EUROPE - European pension funds are increasingly bypassing consultants and approaching multimanagers directly for specialist mandates.
Guy Davies, co-chief executive of MM Asset Management, said a number of pension funds on the Continent were taking in-house decisions to go with the multimanager approach, rather than seek advice from consultants.
“Unlike the UK, where consultants have tended to be the gatekeepers of assets, in Europe they do most of the work in-house,” he said. “So there are huge opportunities there. Increasingly we are seeing a lot of specialist mandates, for example Far East, Japanese equities. It’s very different from the UK and the question is forming the right partnerships.”
Stephen J Delo, managing director of Escher UK Asset Management, and chairman of The Association for Institutional Multi-Manager Investing (AIMMI), said in the UK, the manager of managers concept was still pushing for wide-spread acceptance.
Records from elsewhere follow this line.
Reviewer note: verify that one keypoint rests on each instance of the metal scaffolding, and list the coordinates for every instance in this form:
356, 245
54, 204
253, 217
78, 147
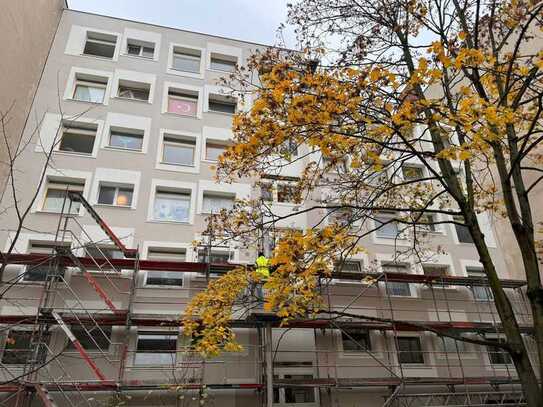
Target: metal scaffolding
46, 375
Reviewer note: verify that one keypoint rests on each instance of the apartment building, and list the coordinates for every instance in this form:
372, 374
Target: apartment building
28, 27
135, 120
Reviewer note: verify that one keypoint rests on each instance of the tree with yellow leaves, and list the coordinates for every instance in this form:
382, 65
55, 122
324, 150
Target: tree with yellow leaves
454, 87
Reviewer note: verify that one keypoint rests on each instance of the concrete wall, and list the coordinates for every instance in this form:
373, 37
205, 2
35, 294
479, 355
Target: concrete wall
27, 28
310, 352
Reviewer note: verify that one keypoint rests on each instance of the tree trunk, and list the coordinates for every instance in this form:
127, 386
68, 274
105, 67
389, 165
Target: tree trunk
518, 350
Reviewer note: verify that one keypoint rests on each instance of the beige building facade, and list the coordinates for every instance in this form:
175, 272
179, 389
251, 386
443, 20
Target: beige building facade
133, 119
28, 28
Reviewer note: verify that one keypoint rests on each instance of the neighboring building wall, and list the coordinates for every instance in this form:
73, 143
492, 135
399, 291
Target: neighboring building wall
317, 353
27, 28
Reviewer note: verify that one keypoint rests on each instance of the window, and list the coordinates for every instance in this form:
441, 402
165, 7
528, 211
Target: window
39, 272
214, 203
77, 139
222, 104
393, 287
435, 270
171, 206
289, 148
140, 49
100, 45
17, 350
126, 139
294, 395
480, 292
91, 90
178, 151
412, 172
355, 340
341, 216
56, 197
462, 231
165, 278
223, 63
115, 195
183, 102
91, 337
214, 150
186, 60
216, 257
288, 193
410, 350
134, 90
335, 164
266, 191
498, 356
425, 222
155, 348
349, 266
387, 227
450, 345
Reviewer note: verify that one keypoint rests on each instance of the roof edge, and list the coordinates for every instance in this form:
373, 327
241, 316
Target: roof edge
177, 29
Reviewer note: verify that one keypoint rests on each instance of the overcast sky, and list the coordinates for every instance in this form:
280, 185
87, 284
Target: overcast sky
250, 20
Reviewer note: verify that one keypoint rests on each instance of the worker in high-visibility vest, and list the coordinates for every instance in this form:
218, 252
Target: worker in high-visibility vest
263, 271
262, 266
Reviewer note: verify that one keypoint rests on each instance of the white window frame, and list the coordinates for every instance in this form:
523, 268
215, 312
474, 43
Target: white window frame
133, 42
182, 135
116, 194
412, 165
136, 88
180, 87
157, 332
141, 37
214, 135
175, 187
62, 175
214, 194
136, 133
170, 70
274, 185
486, 355
222, 50
359, 353
71, 83
125, 122
213, 90
101, 32
115, 177
135, 77
212, 95
238, 190
440, 350
90, 84
400, 240
282, 372
222, 57
408, 264
84, 122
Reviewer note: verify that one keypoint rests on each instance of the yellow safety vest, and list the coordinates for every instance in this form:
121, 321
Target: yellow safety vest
262, 267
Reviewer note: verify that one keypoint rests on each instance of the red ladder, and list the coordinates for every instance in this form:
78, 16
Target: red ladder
76, 196
97, 372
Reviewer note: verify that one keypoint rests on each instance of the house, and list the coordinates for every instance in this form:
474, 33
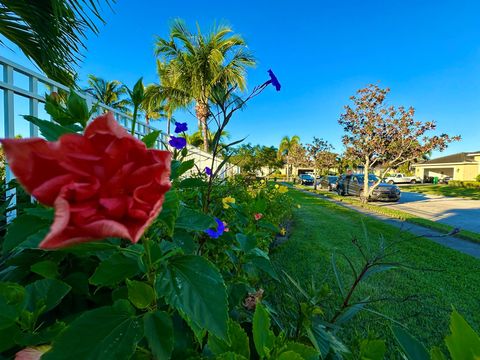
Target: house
461, 166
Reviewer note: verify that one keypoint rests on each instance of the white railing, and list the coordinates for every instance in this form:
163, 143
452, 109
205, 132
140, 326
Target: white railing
21, 82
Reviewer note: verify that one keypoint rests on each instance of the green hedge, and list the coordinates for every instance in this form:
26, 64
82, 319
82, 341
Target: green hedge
465, 184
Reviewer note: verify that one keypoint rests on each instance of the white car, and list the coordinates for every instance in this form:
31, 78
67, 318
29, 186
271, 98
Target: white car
401, 178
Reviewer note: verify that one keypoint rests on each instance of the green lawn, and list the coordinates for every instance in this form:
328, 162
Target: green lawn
446, 190
448, 278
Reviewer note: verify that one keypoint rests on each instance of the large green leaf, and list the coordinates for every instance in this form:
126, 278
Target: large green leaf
412, 348
23, 227
170, 210
115, 269
47, 268
372, 349
12, 298
194, 285
178, 168
45, 294
263, 337
190, 219
307, 352
158, 329
463, 342
107, 333
238, 341
141, 295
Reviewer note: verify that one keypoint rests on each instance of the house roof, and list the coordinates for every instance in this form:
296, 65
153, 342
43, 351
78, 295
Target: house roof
454, 158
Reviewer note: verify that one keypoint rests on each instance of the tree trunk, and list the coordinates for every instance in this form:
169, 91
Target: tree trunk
365, 181
202, 112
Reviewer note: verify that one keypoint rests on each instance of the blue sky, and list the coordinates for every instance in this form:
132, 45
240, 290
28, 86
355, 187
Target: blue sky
427, 52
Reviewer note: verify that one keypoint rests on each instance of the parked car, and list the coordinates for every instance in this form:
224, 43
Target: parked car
402, 178
328, 182
353, 185
306, 179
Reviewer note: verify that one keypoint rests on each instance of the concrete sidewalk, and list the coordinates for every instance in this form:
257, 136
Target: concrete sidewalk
464, 246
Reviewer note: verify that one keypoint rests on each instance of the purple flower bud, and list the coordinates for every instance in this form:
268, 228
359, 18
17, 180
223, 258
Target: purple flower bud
274, 81
180, 127
178, 142
214, 234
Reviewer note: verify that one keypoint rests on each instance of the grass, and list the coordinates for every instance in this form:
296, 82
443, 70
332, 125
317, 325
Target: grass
446, 190
448, 278
402, 215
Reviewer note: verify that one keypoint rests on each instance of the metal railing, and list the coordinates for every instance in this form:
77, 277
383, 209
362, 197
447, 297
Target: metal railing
11, 86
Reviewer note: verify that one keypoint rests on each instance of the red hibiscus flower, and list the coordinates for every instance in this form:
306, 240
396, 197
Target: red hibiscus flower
105, 183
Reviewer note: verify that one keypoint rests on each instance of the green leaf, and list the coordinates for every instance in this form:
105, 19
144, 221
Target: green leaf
45, 294
230, 356
107, 333
151, 138
48, 269
158, 329
21, 229
436, 354
290, 355
141, 295
238, 341
49, 130
77, 108
306, 352
463, 342
412, 348
12, 298
178, 168
192, 183
372, 349
170, 210
115, 269
263, 337
190, 219
193, 285
247, 243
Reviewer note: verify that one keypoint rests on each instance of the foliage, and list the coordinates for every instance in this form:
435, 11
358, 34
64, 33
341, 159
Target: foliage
387, 136
255, 159
110, 93
320, 152
197, 63
51, 33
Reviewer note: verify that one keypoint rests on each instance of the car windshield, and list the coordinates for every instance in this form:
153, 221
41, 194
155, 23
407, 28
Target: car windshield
371, 178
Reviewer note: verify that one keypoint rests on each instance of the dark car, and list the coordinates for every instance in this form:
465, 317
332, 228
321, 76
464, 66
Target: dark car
306, 179
353, 185
328, 182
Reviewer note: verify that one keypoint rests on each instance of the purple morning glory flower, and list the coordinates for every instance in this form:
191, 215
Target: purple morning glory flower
274, 81
180, 127
178, 142
214, 234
Delo said one argument or “myth” against multimanagement is a perceived “double layer” of fees that are thought to make multimanagers more expensive, when in fact access to the pool of talent tapped into by multimanagers would be very expensive on an individual manager basis.
“We believe that trustees rarely appreciate the true cost of fund manager structures and therefore are unlikely to instantly appreciate the considerable cost efficiency of the manager of manager approach,” he said.
Any pension scheme looking to implement a specialist structure not only has to seek and pay for advice, but also select and monitor the managers - a costly and time consuming process, he added. Given the volume of assets multi-managers hold, any cost reduction that can be achieved from the underlying holding can be passed straight through to the pension fund - something smaller schemes - in the £25m-£250m bracket - would not be able to achieve singularly.
“The generic concept has to be accepted before we can sell our services to trustee boards across the UK,” Delo said. “The Pensions Act, which puts greater emphasis on trustee knowledge - that I think is going to push trustee boards more in our direction.”
He added: “We’ve got to retain consultants’ confidence. There is a tendency for short-term performance issues to change consultants’ way of thinking.”
Tony Earnshaw, managing director of Northern Trust Global Advisors, said demand for multimanagement from large pension funds was growing.
“In the past, it was the smaller schemes that used manager of managers, those with under £200-£400m,” he said. “This size has gone up... we are seeing decent sized mandates come from quite large schemes now and I think that’s a trend that will continue.”